NEW YORK (CNNMoney.com) -- A key measure of consumer confidence fell in June, reversing a three-month gain, as Americans remain nervous about the job market.
The Conference Board, a New York-based research group, said its Consumer Confidence Index dropped to 52.9 in June from 62.7 in May. It was the lowest level since March, when the index stood at 52.3.
Economists had expected the index to have fallen to 62 in June, according to consensus estimates from Briefing.com.
"Increasing uncertainty and apprehension about the future state of the economy and labor market, no doubt a result of the recent slowdown in job growth, are the primary reasons for the sharp reversal in confidence," Lynn Franco, director of the Conference Board Consumer Research Center, said in a statement.
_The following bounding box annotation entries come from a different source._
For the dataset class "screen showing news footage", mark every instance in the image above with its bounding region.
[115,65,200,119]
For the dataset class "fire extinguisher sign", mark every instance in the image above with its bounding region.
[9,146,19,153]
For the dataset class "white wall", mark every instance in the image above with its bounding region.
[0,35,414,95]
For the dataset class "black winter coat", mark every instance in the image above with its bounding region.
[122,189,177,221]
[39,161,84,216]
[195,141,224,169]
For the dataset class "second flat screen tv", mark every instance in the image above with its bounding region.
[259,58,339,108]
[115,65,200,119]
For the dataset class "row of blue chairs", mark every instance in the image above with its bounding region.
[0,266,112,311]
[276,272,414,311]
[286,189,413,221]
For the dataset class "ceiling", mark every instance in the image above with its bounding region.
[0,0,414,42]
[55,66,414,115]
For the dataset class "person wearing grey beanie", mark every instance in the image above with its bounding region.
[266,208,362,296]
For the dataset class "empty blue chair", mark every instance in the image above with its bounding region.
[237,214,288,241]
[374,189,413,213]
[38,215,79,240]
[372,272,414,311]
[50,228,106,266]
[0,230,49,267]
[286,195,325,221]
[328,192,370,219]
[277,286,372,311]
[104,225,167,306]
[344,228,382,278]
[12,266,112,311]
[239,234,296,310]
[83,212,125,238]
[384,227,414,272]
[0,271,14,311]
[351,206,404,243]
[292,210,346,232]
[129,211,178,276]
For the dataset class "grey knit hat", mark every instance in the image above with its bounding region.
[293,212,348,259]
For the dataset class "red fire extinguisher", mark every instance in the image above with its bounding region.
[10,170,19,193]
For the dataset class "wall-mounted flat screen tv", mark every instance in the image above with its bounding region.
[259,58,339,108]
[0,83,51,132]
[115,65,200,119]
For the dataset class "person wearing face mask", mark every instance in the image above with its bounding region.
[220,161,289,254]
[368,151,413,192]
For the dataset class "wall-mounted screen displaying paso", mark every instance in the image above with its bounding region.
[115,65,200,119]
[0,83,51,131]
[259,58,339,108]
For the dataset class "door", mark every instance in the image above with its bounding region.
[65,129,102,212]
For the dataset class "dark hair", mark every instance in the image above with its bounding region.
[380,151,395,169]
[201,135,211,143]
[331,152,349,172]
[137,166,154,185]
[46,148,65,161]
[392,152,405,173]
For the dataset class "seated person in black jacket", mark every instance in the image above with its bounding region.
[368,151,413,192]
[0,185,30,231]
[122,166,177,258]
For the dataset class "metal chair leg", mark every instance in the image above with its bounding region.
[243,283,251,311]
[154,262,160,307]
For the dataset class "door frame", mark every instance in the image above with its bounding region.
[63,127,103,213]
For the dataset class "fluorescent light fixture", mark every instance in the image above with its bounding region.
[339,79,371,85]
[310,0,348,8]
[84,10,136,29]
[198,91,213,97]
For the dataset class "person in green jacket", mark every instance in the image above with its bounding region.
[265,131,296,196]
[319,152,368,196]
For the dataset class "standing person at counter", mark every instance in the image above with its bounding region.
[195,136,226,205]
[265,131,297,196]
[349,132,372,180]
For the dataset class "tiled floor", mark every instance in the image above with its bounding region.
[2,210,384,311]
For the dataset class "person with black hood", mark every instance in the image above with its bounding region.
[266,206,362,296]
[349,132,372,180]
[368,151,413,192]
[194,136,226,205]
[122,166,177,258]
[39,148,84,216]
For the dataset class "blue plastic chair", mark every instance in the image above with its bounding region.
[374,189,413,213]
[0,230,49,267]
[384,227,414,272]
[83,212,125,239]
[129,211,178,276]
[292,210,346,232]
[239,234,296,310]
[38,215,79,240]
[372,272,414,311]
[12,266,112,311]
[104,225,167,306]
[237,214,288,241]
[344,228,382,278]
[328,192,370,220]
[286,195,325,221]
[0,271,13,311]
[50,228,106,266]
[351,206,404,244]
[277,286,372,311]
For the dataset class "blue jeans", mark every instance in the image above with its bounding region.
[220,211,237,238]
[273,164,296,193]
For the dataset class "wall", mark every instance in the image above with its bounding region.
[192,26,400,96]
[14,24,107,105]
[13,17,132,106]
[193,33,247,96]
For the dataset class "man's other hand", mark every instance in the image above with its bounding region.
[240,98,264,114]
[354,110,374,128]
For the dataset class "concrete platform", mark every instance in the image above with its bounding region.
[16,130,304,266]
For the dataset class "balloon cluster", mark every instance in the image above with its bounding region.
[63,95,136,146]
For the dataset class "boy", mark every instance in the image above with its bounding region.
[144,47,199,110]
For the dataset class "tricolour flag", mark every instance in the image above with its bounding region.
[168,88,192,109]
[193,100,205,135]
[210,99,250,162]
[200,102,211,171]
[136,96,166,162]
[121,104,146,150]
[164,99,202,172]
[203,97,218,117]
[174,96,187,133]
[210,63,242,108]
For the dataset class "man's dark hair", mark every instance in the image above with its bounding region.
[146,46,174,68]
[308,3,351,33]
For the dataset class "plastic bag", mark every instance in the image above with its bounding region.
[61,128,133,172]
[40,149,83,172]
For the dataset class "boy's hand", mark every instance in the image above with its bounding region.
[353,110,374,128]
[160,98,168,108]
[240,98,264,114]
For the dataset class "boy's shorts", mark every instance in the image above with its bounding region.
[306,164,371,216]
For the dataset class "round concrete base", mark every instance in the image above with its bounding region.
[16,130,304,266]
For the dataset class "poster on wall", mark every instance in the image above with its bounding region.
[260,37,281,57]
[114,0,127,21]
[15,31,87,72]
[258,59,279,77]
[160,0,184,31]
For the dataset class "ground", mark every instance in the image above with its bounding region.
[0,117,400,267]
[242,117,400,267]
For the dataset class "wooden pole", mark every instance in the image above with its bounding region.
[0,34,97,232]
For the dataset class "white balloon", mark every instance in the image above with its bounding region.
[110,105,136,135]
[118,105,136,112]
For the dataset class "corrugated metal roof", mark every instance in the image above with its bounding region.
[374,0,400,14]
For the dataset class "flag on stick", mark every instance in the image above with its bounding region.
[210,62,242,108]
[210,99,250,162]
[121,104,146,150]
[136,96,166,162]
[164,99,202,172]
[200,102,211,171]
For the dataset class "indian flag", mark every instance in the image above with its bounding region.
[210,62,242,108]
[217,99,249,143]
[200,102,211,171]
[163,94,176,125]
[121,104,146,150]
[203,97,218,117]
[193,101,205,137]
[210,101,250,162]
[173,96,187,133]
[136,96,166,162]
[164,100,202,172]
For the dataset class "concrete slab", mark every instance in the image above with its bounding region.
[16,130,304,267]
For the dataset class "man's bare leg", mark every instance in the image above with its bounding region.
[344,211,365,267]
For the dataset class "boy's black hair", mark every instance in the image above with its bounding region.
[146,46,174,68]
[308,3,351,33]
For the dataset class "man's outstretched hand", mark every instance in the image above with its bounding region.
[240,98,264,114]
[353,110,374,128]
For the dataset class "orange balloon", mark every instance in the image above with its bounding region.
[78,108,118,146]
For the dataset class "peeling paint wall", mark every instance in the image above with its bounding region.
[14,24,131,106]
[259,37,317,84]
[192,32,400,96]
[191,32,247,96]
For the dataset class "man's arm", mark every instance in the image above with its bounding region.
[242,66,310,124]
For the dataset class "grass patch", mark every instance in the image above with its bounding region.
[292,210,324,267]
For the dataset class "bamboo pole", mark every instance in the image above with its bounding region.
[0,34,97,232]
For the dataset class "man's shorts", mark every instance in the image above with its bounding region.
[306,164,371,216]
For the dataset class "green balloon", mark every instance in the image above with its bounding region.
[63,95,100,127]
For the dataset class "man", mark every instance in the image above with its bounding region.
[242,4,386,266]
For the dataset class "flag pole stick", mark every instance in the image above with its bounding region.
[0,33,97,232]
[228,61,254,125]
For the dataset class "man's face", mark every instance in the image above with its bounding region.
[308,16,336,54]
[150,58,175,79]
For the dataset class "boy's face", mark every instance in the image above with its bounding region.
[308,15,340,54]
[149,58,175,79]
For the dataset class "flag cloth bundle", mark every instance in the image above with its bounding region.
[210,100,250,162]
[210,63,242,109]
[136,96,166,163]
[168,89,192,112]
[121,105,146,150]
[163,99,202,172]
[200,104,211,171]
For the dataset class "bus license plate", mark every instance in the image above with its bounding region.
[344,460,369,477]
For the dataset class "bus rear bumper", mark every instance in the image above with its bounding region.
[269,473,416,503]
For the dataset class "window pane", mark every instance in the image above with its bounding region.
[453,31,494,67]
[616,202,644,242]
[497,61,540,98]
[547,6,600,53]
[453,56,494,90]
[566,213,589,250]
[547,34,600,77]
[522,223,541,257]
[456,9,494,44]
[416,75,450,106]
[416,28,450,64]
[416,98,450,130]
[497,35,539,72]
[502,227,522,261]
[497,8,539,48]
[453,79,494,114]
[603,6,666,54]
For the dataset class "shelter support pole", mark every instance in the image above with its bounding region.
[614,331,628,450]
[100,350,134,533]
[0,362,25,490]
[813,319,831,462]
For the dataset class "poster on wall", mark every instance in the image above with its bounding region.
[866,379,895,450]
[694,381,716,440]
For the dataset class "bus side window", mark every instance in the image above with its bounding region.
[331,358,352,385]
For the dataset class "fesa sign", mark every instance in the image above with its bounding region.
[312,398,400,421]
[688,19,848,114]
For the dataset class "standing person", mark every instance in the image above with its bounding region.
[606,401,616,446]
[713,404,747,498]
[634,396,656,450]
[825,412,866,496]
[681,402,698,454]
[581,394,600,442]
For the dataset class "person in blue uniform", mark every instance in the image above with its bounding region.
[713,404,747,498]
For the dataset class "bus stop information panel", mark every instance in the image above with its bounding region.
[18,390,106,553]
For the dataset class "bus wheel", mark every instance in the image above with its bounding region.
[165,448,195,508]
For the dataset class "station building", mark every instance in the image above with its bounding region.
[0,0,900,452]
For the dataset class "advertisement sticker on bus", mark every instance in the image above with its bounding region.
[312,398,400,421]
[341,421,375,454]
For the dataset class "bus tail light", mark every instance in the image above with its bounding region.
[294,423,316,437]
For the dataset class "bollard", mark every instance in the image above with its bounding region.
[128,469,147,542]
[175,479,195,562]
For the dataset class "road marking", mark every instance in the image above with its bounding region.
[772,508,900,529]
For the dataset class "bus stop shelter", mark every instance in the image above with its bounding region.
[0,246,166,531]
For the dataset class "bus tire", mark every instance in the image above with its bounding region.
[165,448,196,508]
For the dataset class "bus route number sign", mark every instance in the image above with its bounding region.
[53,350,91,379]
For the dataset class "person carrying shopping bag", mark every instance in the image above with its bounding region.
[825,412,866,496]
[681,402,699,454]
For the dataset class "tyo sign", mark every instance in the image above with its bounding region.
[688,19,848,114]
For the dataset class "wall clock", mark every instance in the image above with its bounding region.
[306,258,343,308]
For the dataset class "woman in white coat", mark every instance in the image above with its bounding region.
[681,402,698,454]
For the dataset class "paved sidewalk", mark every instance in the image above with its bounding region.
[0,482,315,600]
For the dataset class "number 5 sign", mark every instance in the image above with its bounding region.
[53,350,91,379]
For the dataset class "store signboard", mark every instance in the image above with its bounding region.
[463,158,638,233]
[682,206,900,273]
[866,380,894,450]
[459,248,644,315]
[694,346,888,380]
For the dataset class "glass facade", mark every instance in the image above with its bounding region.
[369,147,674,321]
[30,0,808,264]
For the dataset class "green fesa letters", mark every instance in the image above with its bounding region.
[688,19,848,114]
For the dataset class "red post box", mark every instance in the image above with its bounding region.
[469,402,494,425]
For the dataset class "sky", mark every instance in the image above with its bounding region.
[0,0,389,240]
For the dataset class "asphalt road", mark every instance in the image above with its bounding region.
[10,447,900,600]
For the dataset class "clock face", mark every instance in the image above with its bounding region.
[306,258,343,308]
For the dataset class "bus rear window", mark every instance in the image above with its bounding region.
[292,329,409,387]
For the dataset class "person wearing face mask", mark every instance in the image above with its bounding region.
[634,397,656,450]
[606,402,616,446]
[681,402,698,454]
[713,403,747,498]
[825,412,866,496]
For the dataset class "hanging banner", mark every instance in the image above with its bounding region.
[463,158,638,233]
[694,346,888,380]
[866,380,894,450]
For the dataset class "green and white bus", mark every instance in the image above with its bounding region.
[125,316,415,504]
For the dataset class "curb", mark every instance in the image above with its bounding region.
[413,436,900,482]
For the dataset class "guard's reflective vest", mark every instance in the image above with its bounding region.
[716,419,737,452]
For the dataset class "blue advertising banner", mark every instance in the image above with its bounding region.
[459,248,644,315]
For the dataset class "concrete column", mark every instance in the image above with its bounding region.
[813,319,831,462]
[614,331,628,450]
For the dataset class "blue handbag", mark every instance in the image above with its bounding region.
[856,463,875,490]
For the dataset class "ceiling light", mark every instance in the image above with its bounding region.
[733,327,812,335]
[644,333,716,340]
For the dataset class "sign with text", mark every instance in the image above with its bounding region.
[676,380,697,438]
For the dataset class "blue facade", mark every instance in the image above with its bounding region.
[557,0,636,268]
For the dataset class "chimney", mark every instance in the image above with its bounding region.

Consumer confidence had been recovering slowly since the index hit a record low of 25.3 in February 2009, but the gauge is still far from a reading above 90, which indicates the economy is stable, and 100 or above, which indicates strong growth.
The index that measures consumers' present level of confidence fell to 25.5 last month from 29.8 in May. The expectations index, which tracks consumers' expectations over the next few months, fell to 71.2 from 84.6.
Economists pay close attention to measures of consumer confidence as a proxy for consumer spending, which drives the bulk of the U.S. economy.
"Today's report on confidence provides little reason to expect a meaningful pickup in consumer spending in the near term," said Jim Baird, partner and chief strategist at Plante Moran Financial Advisors. "Consumers are still exceedingly nervous about the jobs market."
The percentage of consumers expecting more jobs in the months ahead fell in June to 16% from 20.2% the month before, according to the report. The percentage of those expecting fewer jobs increased.
"Although the economy is growing, consumers recognize that employers remain hesitant to hire and jobs are still hard to come by," Baird said.
Economists expect the government's monthly jobs report for June to show a decline of 100,000 jobs after temporary Census hiring led to the biggest monthly job gain in ten years during May.
Meanwhile, the government said last week that the economy grew at a slower pace in the first three months of this year than previously estimated.
Gross domestic product, the broadest measure of the nation's economic activity, grew at an annual rate of 2.7% in the first three months of 2010, according to the Commerce Department, down from the previous reading of a 3% rise.